Newham University Hospital is an acute general hospital situated in Plaistow in the London Borough of Newham. It is managed by Barts Health NHS Trust.

==History==
The hospital was built to replace Queen Mary's Hospital for the East End in Stratford and East Ham Memorial Hospital and was opened by the Queen as Newham General Hospital on 14 December 1983. A maternity department was added in 1985. The second phase of the hospital development, which introduced additional maternity beds, a special care baby unit, a rehabilitation department and an academic centre was opened by Diana, Princess of Wales on 18 February 1986. A women's centre and an ambulatory care centre were added in 2000. The hospital's name was changed to Newham University Hospital in 2004.
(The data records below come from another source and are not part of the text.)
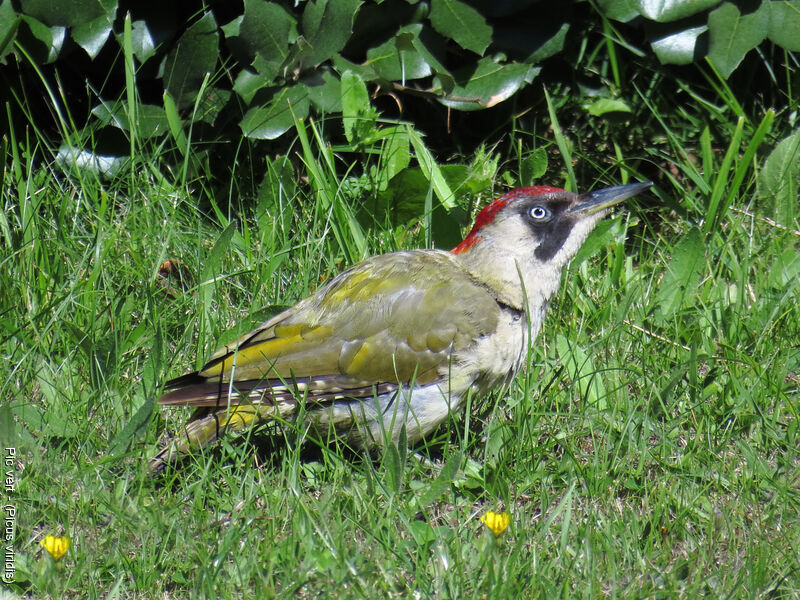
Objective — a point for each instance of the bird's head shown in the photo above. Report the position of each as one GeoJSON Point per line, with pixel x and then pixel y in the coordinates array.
{"type": "Point", "coordinates": [533, 232]}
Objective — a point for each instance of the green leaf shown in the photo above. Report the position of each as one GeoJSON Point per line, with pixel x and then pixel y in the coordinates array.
{"type": "Point", "coordinates": [780, 177]}
{"type": "Point", "coordinates": [65, 13]}
{"type": "Point", "coordinates": [428, 44]}
{"type": "Point", "coordinates": [678, 48]}
{"type": "Point", "coordinates": [534, 38]}
{"type": "Point", "coordinates": [265, 31]}
{"type": "Point", "coordinates": [603, 106]}
{"type": "Point", "coordinates": [672, 10]}
{"type": "Point", "coordinates": [327, 25]}
{"type": "Point", "coordinates": [247, 84]}
{"type": "Point", "coordinates": [194, 56]}
{"type": "Point", "coordinates": [533, 166]}
{"type": "Point", "coordinates": [398, 60]}
{"type": "Point", "coordinates": [324, 91]}
{"type": "Point", "coordinates": [92, 35]}
{"type": "Point", "coordinates": [683, 274]}
{"type": "Point", "coordinates": [9, 21]}
{"type": "Point", "coordinates": [43, 42]}
{"type": "Point", "coordinates": [461, 23]}
{"type": "Point", "coordinates": [784, 24]}
{"type": "Point", "coordinates": [732, 35]}
{"type": "Point", "coordinates": [273, 120]}
{"type": "Point", "coordinates": [358, 117]}
{"type": "Point", "coordinates": [489, 84]}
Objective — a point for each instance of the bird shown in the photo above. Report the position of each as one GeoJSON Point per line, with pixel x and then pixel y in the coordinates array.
{"type": "Point", "coordinates": [393, 345]}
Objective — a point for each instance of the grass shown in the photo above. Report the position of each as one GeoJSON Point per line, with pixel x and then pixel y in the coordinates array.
{"type": "Point", "coordinates": [649, 451]}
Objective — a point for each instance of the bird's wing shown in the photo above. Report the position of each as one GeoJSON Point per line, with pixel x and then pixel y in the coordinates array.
{"type": "Point", "coordinates": [393, 319]}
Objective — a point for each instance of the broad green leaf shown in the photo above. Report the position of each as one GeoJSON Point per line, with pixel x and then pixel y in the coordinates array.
{"type": "Point", "coordinates": [534, 38]}
{"type": "Point", "coordinates": [43, 42]}
{"type": "Point", "coordinates": [603, 106]}
{"type": "Point", "coordinates": [273, 120]}
{"type": "Point", "coordinates": [678, 48]}
{"type": "Point", "coordinates": [779, 179]}
{"type": "Point", "coordinates": [327, 25]}
{"type": "Point", "coordinates": [398, 60]}
{"type": "Point", "coordinates": [683, 274]}
{"type": "Point", "coordinates": [152, 121]}
{"type": "Point", "coordinates": [489, 84]}
{"type": "Point", "coordinates": [324, 91]}
{"type": "Point", "coordinates": [9, 21]}
{"type": "Point", "coordinates": [358, 117]}
{"type": "Point", "coordinates": [461, 23]}
{"type": "Point", "coordinates": [194, 56]}
{"type": "Point", "coordinates": [265, 32]}
{"type": "Point", "coordinates": [582, 371]}
{"type": "Point", "coordinates": [247, 84]}
{"type": "Point", "coordinates": [533, 166]}
{"type": "Point", "coordinates": [732, 35]}
{"type": "Point", "coordinates": [92, 35]}
{"type": "Point", "coordinates": [784, 24]}
{"type": "Point", "coordinates": [672, 10]}
{"type": "Point", "coordinates": [429, 45]}
{"type": "Point", "coordinates": [65, 14]}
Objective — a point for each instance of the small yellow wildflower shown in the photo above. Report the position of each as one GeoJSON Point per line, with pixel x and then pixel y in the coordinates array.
{"type": "Point", "coordinates": [56, 546]}
{"type": "Point", "coordinates": [496, 522]}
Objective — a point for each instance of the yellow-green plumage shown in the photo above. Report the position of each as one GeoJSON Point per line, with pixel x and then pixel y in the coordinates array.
{"type": "Point", "coordinates": [392, 346]}
{"type": "Point", "coordinates": [377, 323]}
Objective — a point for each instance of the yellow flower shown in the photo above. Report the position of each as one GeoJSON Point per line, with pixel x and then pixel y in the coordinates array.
{"type": "Point", "coordinates": [496, 522]}
{"type": "Point", "coordinates": [56, 546]}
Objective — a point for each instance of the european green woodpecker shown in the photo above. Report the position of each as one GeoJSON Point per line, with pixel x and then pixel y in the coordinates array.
{"type": "Point", "coordinates": [399, 340]}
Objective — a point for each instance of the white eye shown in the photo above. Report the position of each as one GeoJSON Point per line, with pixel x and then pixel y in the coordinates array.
{"type": "Point", "coordinates": [539, 213]}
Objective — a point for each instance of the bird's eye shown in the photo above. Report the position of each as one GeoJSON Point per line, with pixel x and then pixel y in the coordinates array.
{"type": "Point", "coordinates": [539, 214]}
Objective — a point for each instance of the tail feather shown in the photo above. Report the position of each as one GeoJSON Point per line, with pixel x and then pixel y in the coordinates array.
{"type": "Point", "coordinates": [207, 429]}
{"type": "Point", "coordinates": [222, 407]}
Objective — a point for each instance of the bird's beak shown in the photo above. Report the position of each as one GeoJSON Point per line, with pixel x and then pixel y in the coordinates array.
{"type": "Point", "coordinates": [593, 202]}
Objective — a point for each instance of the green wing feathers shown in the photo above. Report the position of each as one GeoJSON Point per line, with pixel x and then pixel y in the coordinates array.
{"type": "Point", "coordinates": [373, 323]}
{"type": "Point", "coordinates": [372, 328]}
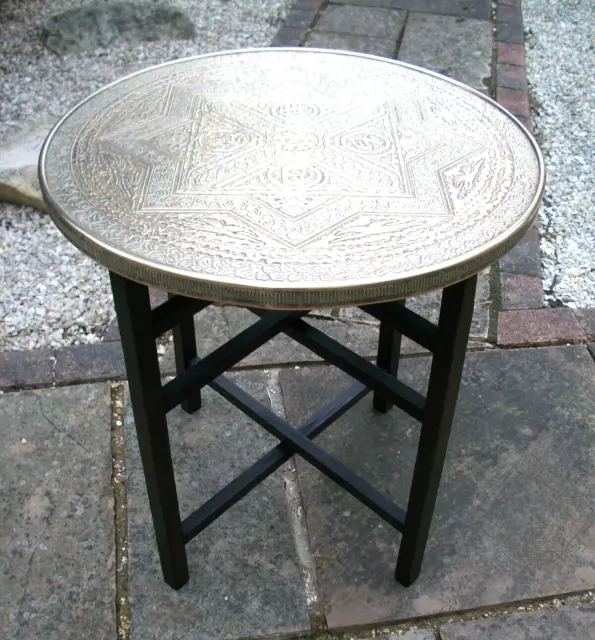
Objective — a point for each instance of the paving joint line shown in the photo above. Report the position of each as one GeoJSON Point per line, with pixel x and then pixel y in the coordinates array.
{"type": "Point", "coordinates": [434, 622]}
{"type": "Point", "coordinates": [118, 480]}
{"type": "Point", "coordinates": [299, 528]}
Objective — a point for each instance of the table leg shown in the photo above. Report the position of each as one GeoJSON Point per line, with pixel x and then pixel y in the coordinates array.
{"type": "Point", "coordinates": [142, 367]}
{"type": "Point", "coordinates": [454, 325]}
{"type": "Point", "coordinates": [389, 353]}
{"type": "Point", "coordinates": [185, 352]}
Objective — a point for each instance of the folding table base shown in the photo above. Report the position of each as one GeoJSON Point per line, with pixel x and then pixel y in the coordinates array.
{"type": "Point", "coordinates": [151, 401]}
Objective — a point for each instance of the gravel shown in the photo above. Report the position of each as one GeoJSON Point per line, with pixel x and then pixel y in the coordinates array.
{"type": "Point", "coordinates": [52, 295]}
{"type": "Point", "coordinates": [560, 51]}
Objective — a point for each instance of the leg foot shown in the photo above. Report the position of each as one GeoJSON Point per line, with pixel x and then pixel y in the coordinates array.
{"type": "Point", "coordinates": [142, 367]}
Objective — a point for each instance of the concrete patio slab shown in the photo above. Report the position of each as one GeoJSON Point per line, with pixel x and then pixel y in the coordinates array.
{"type": "Point", "coordinates": [56, 500]}
{"type": "Point", "coordinates": [515, 513]}
{"type": "Point", "coordinates": [568, 623]}
{"type": "Point", "coordinates": [457, 47]}
{"type": "Point", "coordinates": [245, 578]}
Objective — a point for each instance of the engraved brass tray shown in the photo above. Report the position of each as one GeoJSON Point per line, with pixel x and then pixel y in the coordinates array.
{"type": "Point", "coordinates": [291, 178]}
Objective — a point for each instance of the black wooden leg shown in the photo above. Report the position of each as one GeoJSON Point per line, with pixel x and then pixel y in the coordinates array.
{"type": "Point", "coordinates": [454, 325]}
{"type": "Point", "coordinates": [389, 353]}
{"type": "Point", "coordinates": [185, 352]}
{"type": "Point", "coordinates": [142, 367]}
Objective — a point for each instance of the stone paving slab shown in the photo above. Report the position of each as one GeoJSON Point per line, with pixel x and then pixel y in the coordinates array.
{"type": "Point", "coordinates": [517, 328]}
{"type": "Point", "coordinates": [348, 42]}
{"type": "Point", "coordinates": [373, 22]}
{"type": "Point", "coordinates": [465, 8]}
{"type": "Point", "coordinates": [457, 47]}
{"type": "Point", "coordinates": [56, 500]}
{"type": "Point", "coordinates": [245, 578]}
{"type": "Point", "coordinates": [515, 513]}
{"type": "Point", "coordinates": [86, 362]}
{"type": "Point", "coordinates": [586, 318]}
{"type": "Point", "coordinates": [564, 624]}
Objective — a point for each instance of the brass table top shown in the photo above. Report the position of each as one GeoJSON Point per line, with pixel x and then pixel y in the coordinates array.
{"type": "Point", "coordinates": [291, 178]}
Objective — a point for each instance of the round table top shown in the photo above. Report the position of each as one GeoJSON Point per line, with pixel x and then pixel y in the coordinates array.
{"type": "Point", "coordinates": [291, 178]}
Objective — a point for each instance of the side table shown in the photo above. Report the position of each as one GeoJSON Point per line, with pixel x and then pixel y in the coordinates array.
{"type": "Point", "coordinates": [285, 180]}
The Gateway Surgical Centre, which includes 39 beds, a renal unit and three operating theatres, opened in 2005. In 2012 the accident and emergency department was reconfigured to benefit from Pearson Lloyd's redesign, "A Better A&E", which reduced aggression against hospital staff by 50%.

==Health tourism==
A check on 1,497 maternity patients at the hospital in 2017 found that 17 were not entitled to free NHS treatment and billed them £104,706.

==Transport==
London Buses routes 104, 147, 262, 276, 304, 376 and 473 serve the hospital. The nearest train stations are Plaistow and Upton Park on the District and Hammersmith & City lines of the London Underground and Prince Regent on the Docklands Light Railway. Limited parking for automobiles is available in the hospital together with disabled spaces.

== Patient entertainment ==
Bedrock Radio (a registered charity established in 2002) provide a community health (hospital radio) service across East London, South Essex and immediate surrounding areas. Bedrock Radio began serving Barts Health Trust in November 2022 when Whipps Cross Hospital Radio (WXHR) closed down.